23 ноября 2004 года в Киеве бушевали оранжевые страсти. В этот день я искал станцию Пальмира, что в списке мест дислокации госпиталя стояла на предпоследнем месте. Ехали в Черкасской области по дороге, ища места выезда на станцию. Села были все с названиями особыми — Христово, Рождественское, Преображенское, Вознесенское. Выяснилось, что Вознесенское — это и есть станция Пальмира.

Все складывалось. Угрюмые мужики с батогами, живой образ «зеленых» времен гражданской войны, не пропускавшие машины пришельцев в село, подозревая в них зловредных агитаторов за «оранжевых» или за «синих», нас в село пропустили. Первая же вышедшая из школы учительница взялась активно мне помогать. И с ее помощью я нашел единственную свидетельницу — одинокую женщину 85 лет, полную сил и памяти. Она сказала удивительные слова: «Я поняла для чего я живу и живу — все помирают вокруг, а я вот живу. Я последний свидетель. Я живу, чтобы рассказать».

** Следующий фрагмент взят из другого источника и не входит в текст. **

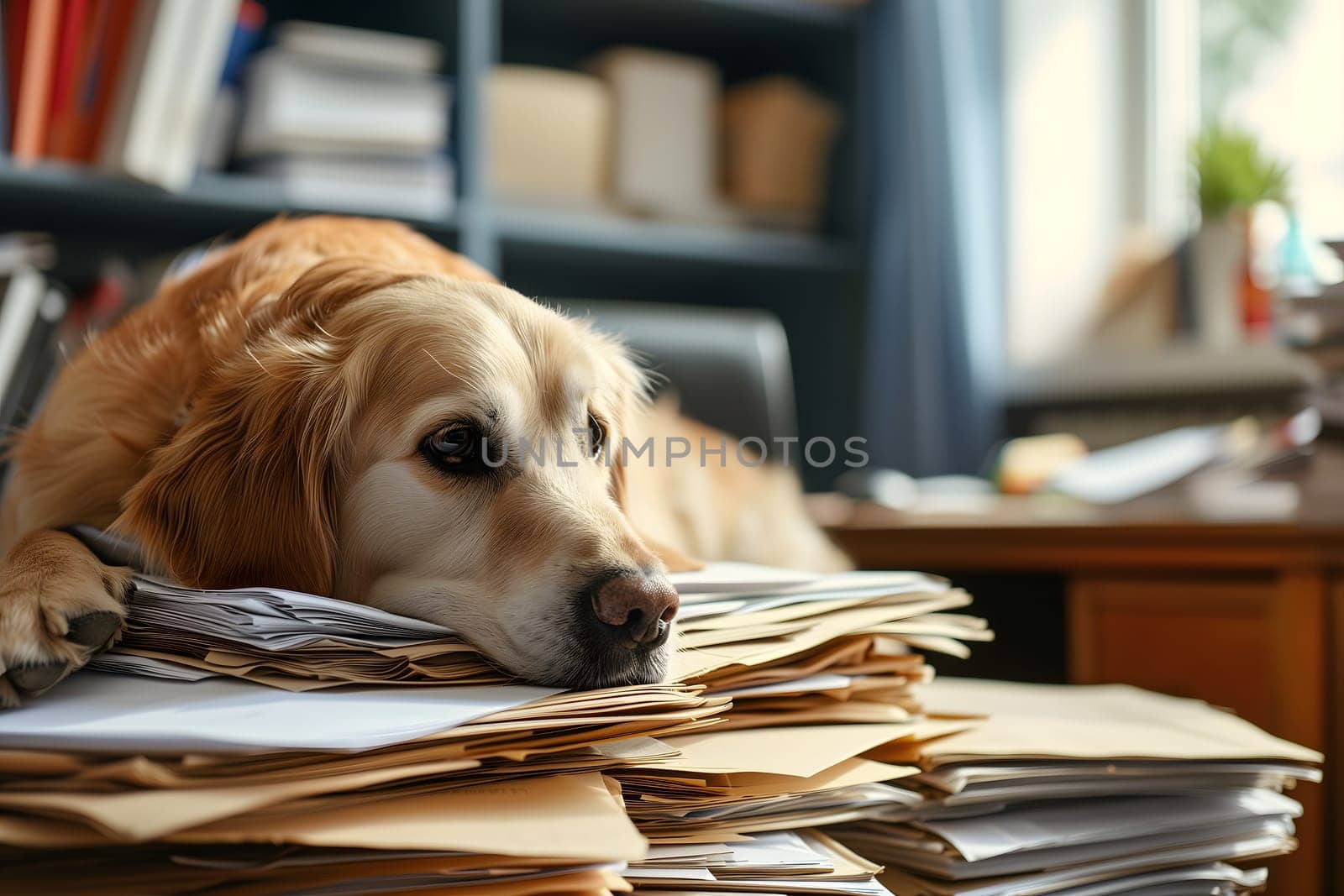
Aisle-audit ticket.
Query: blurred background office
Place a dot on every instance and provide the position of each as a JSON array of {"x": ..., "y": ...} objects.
[{"x": 1070, "y": 266}]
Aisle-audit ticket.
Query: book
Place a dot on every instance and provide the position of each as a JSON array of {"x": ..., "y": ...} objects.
[
  {"x": 80, "y": 36},
  {"x": 360, "y": 47},
  {"x": 413, "y": 187},
  {"x": 65, "y": 76},
  {"x": 34, "y": 89},
  {"x": 13, "y": 15},
  {"x": 225, "y": 109},
  {"x": 172, "y": 70},
  {"x": 296, "y": 103},
  {"x": 104, "y": 76}
]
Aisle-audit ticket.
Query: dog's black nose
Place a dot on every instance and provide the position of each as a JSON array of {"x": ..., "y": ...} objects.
[{"x": 635, "y": 610}]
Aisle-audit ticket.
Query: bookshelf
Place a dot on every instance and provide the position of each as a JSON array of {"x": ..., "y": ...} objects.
[{"x": 812, "y": 281}]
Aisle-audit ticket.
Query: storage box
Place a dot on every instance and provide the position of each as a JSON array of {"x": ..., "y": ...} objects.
[
  {"x": 549, "y": 134},
  {"x": 665, "y": 132},
  {"x": 777, "y": 147}
]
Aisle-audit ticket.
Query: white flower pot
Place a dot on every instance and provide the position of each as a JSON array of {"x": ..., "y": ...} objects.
[{"x": 1218, "y": 255}]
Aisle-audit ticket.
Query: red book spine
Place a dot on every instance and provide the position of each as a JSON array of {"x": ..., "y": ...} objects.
[
  {"x": 64, "y": 78},
  {"x": 39, "y": 49},
  {"x": 15, "y": 29},
  {"x": 120, "y": 16}
]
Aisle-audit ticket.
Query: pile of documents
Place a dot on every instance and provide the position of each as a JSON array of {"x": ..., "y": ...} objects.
[
  {"x": 1086, "y": 790},
  {"x": 269, "y": 741},
  {"x": 822, "y": 672},
  {"x": 232, "y": 762},
  {"x": 286, "y": 640},
  {"x": 131, "y": 785}
]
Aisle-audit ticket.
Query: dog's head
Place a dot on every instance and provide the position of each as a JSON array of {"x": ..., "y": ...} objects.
[{"x": 437, "y": 448}]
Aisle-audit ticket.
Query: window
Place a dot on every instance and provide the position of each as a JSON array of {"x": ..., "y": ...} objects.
[{"x": 1102, "y": 98}]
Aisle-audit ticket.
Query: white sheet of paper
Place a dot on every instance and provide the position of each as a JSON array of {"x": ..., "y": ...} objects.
[
  {"x": 98, "y": 711},
  {"x": 1089, "y": 821}
]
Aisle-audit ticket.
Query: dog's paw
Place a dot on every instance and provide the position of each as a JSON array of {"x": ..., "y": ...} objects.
[{"x": 54, "y": 620}]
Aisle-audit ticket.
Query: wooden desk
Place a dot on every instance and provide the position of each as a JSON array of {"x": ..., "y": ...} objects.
[{"x": 1247, "y": 616}]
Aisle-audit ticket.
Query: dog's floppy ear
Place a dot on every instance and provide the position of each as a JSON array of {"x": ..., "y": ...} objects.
[{"x": 245, "y": 493}]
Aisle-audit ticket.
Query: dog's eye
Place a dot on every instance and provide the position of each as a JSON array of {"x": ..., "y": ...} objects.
[
  {"x": 454, "y": 446},
  {"x": 597, "y": 436}
]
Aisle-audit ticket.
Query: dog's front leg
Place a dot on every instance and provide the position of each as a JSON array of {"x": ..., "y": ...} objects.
[{"x": 60, "y": 606}]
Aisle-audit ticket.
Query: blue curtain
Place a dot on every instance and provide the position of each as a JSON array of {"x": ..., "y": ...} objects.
[{"x": 934, "y": 335}]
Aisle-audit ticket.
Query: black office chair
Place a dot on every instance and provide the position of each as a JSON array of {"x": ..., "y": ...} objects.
[{"x": 729, "y": 367}]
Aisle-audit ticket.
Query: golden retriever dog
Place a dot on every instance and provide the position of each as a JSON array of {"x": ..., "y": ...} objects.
[{"x": 329, "y": 406}]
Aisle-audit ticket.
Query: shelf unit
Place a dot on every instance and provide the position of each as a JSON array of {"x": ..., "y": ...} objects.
[{"x": 813, "y": 282}]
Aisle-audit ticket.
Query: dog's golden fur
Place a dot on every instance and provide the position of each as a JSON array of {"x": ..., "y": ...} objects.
[{"x": 259, "y": 422}]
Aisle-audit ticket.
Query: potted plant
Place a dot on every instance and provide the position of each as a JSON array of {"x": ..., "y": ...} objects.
[{"x": 1231, "y": 175}]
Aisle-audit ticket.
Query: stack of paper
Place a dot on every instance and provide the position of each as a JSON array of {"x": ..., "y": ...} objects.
[
  {"x": 820, "y": 669},
  {"x": 163, "y": 786},
  {"x": 793, "y": 649},
  {"x": 1086, "y": 790},
  {"x": 790, "y": 647},
  {"x": 822, "y": 673},
  {"x": 286, "y": 640}
]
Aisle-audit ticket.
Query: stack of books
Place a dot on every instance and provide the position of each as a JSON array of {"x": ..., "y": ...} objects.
[
  {"x": 1086, "y": 790},
  {"x": 123, "y": 85},
  {"x": 349, "y": 120}
]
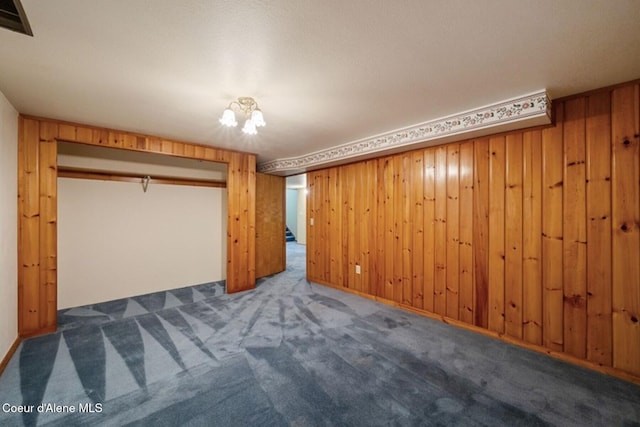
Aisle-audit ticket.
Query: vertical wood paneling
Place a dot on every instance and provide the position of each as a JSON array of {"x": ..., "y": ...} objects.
[
  {"x": 533, "y": 234},
  {"x": 407, "y": 230},
  {"x": 352, "y": 232},
  {"x": 381, "y": 230},
  {"x": 496, "y": 233},
  {"x": 532, "y": 237},
  {"x": 440, "y": 232},
  {"x": 453, "y": 230},
  {"x": 398, "y": 216},
  {"x": 625, "y": 115},
  {"x": 314, "y": 251},
  {"x": 481, "y": 233},
  {"x": 513, "y": 236},
  {"x": 270, "y": 224},
  {"x": 552, "y": 272},
  {"x": 466, "y": 292},
  {"x": 335, "y": 231},
  {"x": 389, "y": 225},
  {"x": 575, "y": 230},
  {"x": 29, "y": 227},
  {"x": 417, "y": 214},
  {"x": 234, "y": 216},
  {"x": 429, "y": 228},
  {"x": 37, "y": 210},
  {"x": 598, "y": 193},
  {"x": 370, "y": 229}
]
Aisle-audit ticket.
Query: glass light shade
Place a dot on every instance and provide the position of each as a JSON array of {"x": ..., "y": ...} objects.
[
  {"x": 249, "y": 127},
  {"x": 228, "y": 118},
  {"x": 257, "y": 118}
]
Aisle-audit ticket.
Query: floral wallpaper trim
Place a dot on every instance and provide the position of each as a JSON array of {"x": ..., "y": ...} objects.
[{"x": 530, "y": 106}]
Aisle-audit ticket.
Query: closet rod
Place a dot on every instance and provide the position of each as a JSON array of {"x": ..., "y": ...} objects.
[{"x": 80, "y": 173}]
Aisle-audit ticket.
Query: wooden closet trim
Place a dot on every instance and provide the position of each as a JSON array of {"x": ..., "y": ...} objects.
[
  {"x": 81, "y": 173},
  {"x": 37, "y": 208}
]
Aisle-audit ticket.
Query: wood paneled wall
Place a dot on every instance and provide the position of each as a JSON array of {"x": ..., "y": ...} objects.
[
  {"x": 270, "y": 225},
  {"x": 37, "y": 209},
  {"x": 532, "y": 235}
]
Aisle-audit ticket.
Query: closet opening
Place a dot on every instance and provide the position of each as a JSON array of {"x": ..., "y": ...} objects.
[{"x": 133, "y": 223}]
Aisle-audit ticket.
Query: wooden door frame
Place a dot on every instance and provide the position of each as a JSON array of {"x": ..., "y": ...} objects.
[{"x": 37, "y": 208}]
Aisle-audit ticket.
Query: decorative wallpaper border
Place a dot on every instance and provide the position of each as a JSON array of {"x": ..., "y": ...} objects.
[{"x": 532, "y": 109}]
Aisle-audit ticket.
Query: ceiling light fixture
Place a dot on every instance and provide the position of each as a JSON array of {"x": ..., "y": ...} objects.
[{"x": 249, "y": 107}]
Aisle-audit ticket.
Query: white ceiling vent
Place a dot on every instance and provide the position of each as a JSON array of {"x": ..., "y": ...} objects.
[{"x": 12, "y": 17}]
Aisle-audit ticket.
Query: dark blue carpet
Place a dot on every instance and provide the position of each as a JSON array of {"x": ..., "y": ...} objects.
[{"x": 292, "y": 353}]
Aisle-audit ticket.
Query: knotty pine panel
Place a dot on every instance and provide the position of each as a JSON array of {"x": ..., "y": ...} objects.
[
  {"x": 531, "y": 235},
  {"x": 575, "y": 230},
  {"x": 625, "y": 140},
  {"x": 552, "y": 271},
  {"x": 513, "y": 237},
  {"x": 270, "y": 225},
  {"x": 37, "y": 209}
]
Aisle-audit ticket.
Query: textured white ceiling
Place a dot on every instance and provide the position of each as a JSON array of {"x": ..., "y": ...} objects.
[{"x": 324, "y": 72}]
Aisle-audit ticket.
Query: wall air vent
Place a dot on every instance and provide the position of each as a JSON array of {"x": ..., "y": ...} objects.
[{"x": 12, "y": 17}]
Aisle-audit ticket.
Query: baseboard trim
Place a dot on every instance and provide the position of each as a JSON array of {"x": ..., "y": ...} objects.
[
  {"x": 9, "y": 355},
  {"x": 607, "y": 370}
]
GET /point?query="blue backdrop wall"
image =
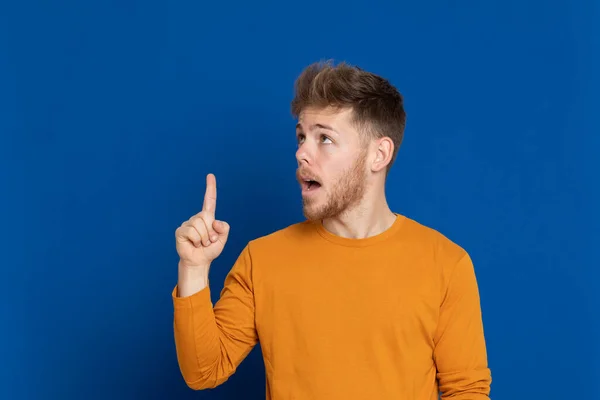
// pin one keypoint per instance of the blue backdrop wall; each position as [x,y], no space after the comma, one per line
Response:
[112,114]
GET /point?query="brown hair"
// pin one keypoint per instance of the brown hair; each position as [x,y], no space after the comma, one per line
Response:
[378,107]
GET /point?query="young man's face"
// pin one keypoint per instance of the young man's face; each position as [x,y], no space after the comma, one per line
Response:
[330,152]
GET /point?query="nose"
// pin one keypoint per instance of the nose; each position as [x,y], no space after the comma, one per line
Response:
[303,155]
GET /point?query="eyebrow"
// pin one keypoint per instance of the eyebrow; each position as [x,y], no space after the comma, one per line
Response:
[315,126]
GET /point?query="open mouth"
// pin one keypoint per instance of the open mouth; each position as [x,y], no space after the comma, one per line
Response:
[310,185]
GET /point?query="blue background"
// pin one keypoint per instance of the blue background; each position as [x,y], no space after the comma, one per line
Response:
[112,114]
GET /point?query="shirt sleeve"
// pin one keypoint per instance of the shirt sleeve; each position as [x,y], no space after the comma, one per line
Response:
[460,350]
[210,341]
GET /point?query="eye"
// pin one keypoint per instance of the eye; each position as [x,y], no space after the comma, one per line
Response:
[324,137]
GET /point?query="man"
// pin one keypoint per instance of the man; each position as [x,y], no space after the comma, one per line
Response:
[356,302]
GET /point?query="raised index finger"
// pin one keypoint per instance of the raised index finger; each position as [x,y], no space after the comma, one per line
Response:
[210,197]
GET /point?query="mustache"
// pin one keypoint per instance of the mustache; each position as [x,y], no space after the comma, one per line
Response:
[300,172]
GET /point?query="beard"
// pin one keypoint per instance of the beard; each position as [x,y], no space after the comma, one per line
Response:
[346,193]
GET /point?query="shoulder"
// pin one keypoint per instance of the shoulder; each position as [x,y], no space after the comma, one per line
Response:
[430,240]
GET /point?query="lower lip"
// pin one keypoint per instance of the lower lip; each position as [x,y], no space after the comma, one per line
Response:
[311,191]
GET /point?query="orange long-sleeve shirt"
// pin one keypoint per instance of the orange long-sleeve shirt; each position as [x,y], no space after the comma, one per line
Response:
[393,316]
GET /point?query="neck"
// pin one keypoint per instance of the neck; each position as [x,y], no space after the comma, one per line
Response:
[369,218]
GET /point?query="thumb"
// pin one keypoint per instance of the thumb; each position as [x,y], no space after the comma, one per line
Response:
[221,227]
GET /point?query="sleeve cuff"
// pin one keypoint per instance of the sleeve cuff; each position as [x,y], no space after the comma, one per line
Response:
[197,300]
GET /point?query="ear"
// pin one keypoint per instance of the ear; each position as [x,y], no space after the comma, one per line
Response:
[384,149]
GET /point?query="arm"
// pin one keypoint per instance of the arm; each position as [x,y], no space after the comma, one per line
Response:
[460,350]
[212,342]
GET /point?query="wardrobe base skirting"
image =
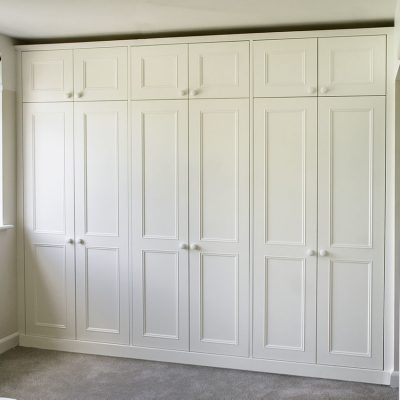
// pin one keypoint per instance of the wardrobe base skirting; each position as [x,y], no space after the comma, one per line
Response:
[9,342]
[212,360]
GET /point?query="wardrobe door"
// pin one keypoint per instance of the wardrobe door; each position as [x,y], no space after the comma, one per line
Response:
[160,72]
[47,76]
[285,229]
[101,74]
[351,215]
[219,70]
[219,226]
[284,68]
[160,224]
[101,215]
[49,219]
[352,66]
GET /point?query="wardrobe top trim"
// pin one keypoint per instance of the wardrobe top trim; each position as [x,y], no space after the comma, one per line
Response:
[210,38]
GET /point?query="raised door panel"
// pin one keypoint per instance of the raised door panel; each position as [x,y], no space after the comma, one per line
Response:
[285,223]
[101,74]
[284,68]
[219,70]
[47,76]
[101,215]
[352,66]
[159,72]
[219,226]
[351,214]
[160,224]
[49,219]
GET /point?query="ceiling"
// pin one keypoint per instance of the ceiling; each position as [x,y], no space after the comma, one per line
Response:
[52,19]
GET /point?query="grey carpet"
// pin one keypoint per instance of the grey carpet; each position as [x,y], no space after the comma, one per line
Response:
[32,374]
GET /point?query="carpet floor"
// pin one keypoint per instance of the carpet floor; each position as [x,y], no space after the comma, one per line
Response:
[33,374]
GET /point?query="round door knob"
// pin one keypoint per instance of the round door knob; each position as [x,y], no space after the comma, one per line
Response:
[311,90]
[324,89]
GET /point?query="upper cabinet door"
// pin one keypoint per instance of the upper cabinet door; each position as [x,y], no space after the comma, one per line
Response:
[219,70]
[352,66]
[47,76]
[101,74]
[159,72]
[284,68]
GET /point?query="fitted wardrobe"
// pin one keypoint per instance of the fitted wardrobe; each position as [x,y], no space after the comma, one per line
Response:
[211,200]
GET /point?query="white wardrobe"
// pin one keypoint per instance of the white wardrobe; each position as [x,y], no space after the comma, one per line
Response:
[217,202]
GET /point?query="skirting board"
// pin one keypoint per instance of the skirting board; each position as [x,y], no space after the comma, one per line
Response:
[210,360]
[9,342]
[394,379]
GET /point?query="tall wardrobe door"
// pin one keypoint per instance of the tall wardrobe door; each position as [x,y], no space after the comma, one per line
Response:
[351,214]
[219,226]
[101,212]
[160,224]
[49,219]
[285,229]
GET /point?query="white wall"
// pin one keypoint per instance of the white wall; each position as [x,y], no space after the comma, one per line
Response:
[8,270]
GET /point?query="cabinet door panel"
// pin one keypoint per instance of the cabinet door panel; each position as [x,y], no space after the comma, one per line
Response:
[101,74]
[285,222]
[352,66]
[101,210]
[160,72]
[219,226]
[160,224]
[219,70]
[49,220]
[351,230]
[284,68]
[47,76]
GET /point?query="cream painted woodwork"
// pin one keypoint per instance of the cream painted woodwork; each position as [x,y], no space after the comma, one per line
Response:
[49,219]
[219,70]
[160,224]
[351,218]
[47,76]
[285,229]
[284,68]
[159,72]
[219,226]
[213,200]
[352,66]
[101,221]
[101,74]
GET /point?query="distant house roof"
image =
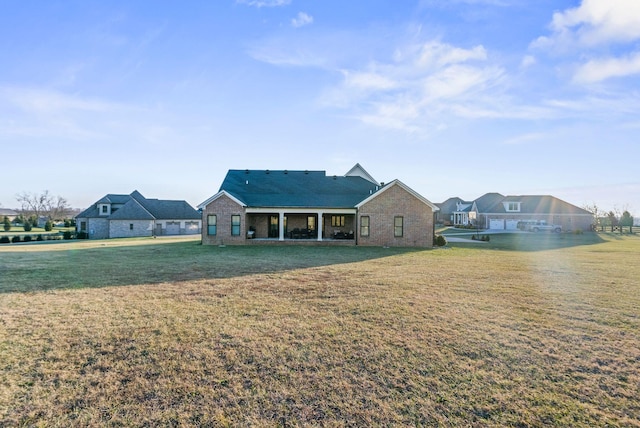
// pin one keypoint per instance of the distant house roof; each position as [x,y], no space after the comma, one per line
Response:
[485,202]
[450,205]
[8,212]
[538,204]
[137,207]
[303,189]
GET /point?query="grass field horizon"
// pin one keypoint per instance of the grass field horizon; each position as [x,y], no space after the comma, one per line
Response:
[538,331]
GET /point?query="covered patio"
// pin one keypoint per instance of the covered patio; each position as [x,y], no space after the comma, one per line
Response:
[301,224]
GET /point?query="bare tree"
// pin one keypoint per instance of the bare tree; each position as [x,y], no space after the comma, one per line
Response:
[595,210]
[43,204]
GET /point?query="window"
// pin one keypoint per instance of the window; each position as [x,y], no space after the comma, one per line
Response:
[212,224]
[397,226]
[235,225]
[364,226]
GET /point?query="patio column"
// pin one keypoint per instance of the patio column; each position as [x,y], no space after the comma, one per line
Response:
[281,226]
[320,226]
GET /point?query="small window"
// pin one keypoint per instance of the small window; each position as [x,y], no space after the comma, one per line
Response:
[235,225]
[513,206]
[398,226]
[212,224]
[364,226]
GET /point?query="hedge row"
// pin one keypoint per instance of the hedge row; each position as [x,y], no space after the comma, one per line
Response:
[28,238]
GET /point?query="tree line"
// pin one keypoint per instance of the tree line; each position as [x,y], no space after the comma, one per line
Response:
[40,207]
[610,220]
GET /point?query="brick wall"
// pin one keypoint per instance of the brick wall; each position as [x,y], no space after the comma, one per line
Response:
[122,228]
[224,207]
[396,201]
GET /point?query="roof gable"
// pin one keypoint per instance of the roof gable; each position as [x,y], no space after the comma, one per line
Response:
[305,189]
[137,207]
[359,171]
[418,196]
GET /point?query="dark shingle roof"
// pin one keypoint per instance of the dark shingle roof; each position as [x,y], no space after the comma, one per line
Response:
[260,188]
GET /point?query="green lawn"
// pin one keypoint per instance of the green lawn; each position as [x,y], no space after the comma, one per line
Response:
[520,332]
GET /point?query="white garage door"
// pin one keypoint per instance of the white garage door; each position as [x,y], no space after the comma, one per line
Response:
[173,228]
[512,224]
[496,224]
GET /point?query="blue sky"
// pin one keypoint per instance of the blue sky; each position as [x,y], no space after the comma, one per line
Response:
[454,98]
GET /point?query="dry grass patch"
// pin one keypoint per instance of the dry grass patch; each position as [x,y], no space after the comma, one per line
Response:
[462,336]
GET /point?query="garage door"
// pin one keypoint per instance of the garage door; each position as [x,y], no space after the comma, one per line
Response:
[496,224]
[173,228]
[512,224]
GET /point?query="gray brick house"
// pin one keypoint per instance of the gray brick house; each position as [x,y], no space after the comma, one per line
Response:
[497,212]
[125,216]
[263,206]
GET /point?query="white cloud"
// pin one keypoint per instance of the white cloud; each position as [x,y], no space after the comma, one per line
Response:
[597,70]
[264,3]
[528,61]
[417,86]
[593,23]
[47,101]
[301,20]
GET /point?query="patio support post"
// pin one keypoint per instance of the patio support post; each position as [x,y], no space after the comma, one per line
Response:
[320,225]
[281,226]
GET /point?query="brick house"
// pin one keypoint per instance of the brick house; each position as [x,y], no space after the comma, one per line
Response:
[262,206]
[126,216]
[497,212]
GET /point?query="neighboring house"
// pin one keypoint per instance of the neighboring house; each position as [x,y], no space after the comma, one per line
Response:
[498,212]
[11,214]
[308,206]
[123,216]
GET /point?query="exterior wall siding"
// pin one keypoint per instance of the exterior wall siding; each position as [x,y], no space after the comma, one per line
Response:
[224,207]
[395,201]
[97,228]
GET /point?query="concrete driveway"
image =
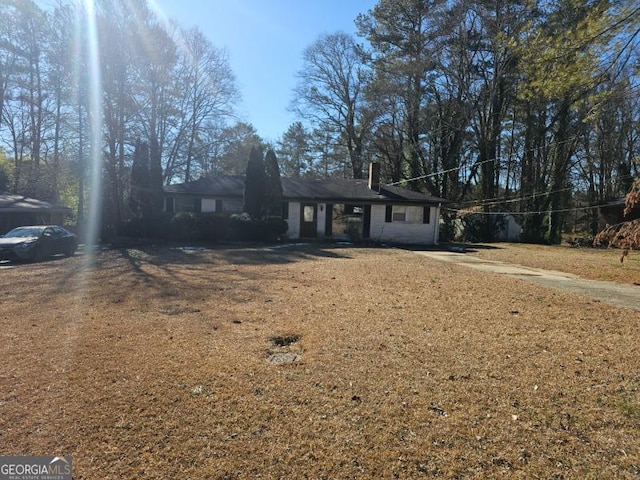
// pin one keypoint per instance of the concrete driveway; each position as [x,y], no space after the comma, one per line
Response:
[627,296]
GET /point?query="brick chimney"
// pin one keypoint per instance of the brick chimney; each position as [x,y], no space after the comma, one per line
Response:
[374,176]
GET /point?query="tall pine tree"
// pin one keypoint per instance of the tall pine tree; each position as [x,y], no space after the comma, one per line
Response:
[254,184]
[273,185]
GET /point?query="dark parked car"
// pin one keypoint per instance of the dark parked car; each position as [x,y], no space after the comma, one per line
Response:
[37,242]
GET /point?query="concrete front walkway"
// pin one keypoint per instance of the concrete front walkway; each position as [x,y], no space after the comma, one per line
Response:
[627,296]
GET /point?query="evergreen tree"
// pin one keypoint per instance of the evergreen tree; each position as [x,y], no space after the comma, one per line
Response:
[254,184]
[139,196]
[273,184]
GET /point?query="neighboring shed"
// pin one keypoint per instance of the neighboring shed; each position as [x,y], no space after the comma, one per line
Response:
[16,210]
[326,208]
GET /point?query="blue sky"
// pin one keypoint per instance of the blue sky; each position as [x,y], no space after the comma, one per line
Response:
[265,40]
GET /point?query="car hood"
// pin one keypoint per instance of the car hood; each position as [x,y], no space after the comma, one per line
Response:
[9,242]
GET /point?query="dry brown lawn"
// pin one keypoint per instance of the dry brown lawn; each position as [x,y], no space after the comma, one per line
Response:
[153,363]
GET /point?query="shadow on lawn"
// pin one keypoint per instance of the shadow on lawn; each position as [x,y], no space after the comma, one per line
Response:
[454,247]
[252,254]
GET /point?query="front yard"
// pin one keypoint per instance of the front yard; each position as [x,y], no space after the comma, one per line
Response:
[166,363]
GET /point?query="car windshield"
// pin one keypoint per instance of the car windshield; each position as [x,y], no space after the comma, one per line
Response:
[24,232]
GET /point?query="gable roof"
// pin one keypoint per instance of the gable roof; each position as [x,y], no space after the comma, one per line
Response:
[19,203]
[324,190]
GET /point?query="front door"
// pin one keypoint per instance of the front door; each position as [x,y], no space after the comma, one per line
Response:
[308,220]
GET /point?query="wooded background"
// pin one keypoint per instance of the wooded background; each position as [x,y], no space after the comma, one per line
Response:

Сентябрь 1941-го. В село вошла дивизия СС «Райх», обнаружила в школе госпиталь (перенесенный нашими солдатами со станции перед уходом). Эсэсовцы тут же перед школой расстреляли врача, сестричек, раненых и поехали дальше. Жители похоронили всех в братской могиле. А в какие-то из послевоенных лет пришел указ закрыть кладбища, которые в центре сёл — кладбище закрыли и посадили там парк.

Я взял оттуда землю и перенес на могилу бабушки, которая ждала дедушку всю жизнь до своей смерти в 1983 году. Так она его дождалась.

Мой дедушка — военврач 3 ранга Векслер Семен Менделевич, выпускник медицинского факультета Ростовского (эвакуированного во время I Мировой войны из Варшавы) государственного университета выпуска 1924 года.

 

Есельсон Семен — директор Института экзистенциального консультирования и осмысления религиозного опыта, практикующий экзистенциальный консультант, философ, конфликтолог; стаж консультирования — 23 года (г. Ростов-на-Дону). Данные об авторе — на момент выхода статьи.

Опубликовано в журнале «Экзистенциальная традиция: философия, психология, психотерапия», №6, 2005.